No, grazie. “Non ha senso imbiancare una casa che ha bisogno di profonde ristrutturazioni”. Nulla da fare: Giuseppe Conte non si sottomette e non molla. È andata come in questo sito avevamo previsto (e auspicato). Non molti, nei giorni scorsi, avevano compreso fino in fondo l’entità dello strappo di Beppe Grillo, il tono volutamente irrisorio e distruttivo della sua esternazione contro l’ex premier.
Il garante del M5S, nel suo discorso davanti ai gruppi, non stava semplicemente illustrando un “cahier de doleances” su qualche astruso codicillo dello Statuto. Stava ponendo una ipoteca sul futuro dei pentastellati. Stava, di fatto, provando a commissariare Conte, con una mossa politica camuffata da esternazione politica.
Bene, è stato l’ultimo vaffa. L’interessato, nel pomeriggio di ieri, domenica 27 giugno 2021, malgrado gli esercizi acrobatici dei retroscenisti – che, seguendo letture positiviste, davano per inevitabile la riconciliazione – ha semplicemente detto di no.
No a Grillo, come nell’estate del 2019 aveva detto di No a Salvini. Certo, Conte tutto questo lo dice educatamente, lo dice con il gusto delle perifrasi avvocatizie, ma lo dice in modo molto chiaro: “Non posso prestarmi a questa svolta, che si presenta con molte ambiguità”.
Ora che il dado è definitivamente tratto. Adesso che il rifiuto al garante si è celebrato in un rito pubblico, a Conte restano le ultime due possibilità: ritirarsi dalla politica, magari nel ruolo di una riserva della Repubblica (tipo Enrico Letta dopo il golpe di Renzi), oppure costruire un soggetto suo, e provare ad impedire, scendendo in campo, la vittoria annunciata del centrodestra. Tertium non datur.
E tutto il discorso dell’ex premier trasudava delusione e disincanto sul M5S: “Non ci possono essere mediazioni. Il movimento ha bisogno di una leadership chiara”. Il ché pare un invito a Luigi Di Maio a scendere dal pero, ma anche l’indicazione di una prospettiva fatta da uno che se ne va senza rancore, e che parla ancora nell’interesse di una intera coalizione: “L’ho sempre detto, non mi sarei mai prestato ad una operazione di facciata, di puro restyling”.
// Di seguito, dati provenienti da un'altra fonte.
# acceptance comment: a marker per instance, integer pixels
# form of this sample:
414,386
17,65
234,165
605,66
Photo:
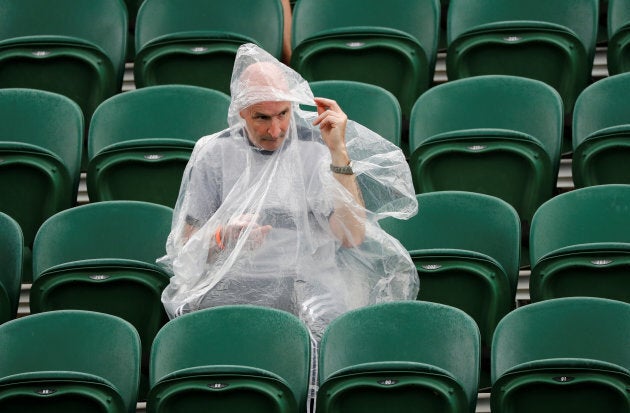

Così, se si prende atto delle difficoltà di Pd e M5S, delle piccole misere dei loro gruppi dirigenti (che, non a caso, in parallelo, hanno iniziato il lavoro di logorio contro Letta), davvero l’unica soluzione possibile è quella di fondare un soggetto nuovo: senza zavorre e senza ipoteche. Senza garanti e senza satrapi.
Perché è evidente a tutti che, così come sono messi oggi, i giallorossi, nella partita contro il centrodestra, non toccherebbero nemmeno una palla. Ai due partiti della coalizione, e ai loro miopi gruppi dirigenti, resterà un rammarico: avevano un leader a loro disposizione – e assai popolare – e lo hanno costretto, di fatto, a scendere in campo.